While such insularity does wonders for television ratings (well, some ratings), it’s not a recipe for political success. With a few more mentions of inflation, Sanders’s speech would have fit right in with Republicans’ message heading into the 2022 midterms. As we now know, Republicans greatly underperformed, in part because swing-state voters rejected the most extreme GOP candidates. One could say those voters chose “normal” over “crazy.”

If Sanders had been interested in a different kind of speech, she could have looked at another speaker Tuesday: Rep. Delia Ramirez, D-Ill., who gave the progressive response to Biden’s address on behalf of the Working Families Party. The freshman representative, “the first Latina to serve in Congress from the Midwest,” didn’t eschew partisanship or shelter in bipartisan platitudes. But she also recognized that “we can’t depend on a party label as a reason to vote for us.” She framed issues like the high cost of health care not as choices between “normal or crazy,” but as real struggles facing working Americans. And when her voice broke as she spoke of her husband, “a Dreamer who has lived in the U.S. since the age of 14,” and the need for a pathway to citizenship and comprehensive immigration reform, even those who disagree with Ramirez on immigration could appreciate her plea. 

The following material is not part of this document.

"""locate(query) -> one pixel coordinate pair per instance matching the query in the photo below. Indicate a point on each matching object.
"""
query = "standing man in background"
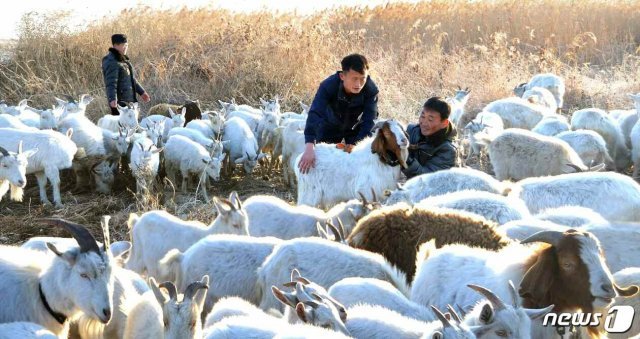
(119, 80)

Ramirez, 39, and Sanders, 40, were born within a year of each other. But only Ramirez showed real leadership on Tuesday, speaking to Americans across the political spectrum. Sanders’ call for “a new generation of leadership in the Republican Party,” by contrast, only served to emphasize the toxicity of every generation of the party’s leadership. And until the right-wing information bubble bursts, that toxicity will remain strong.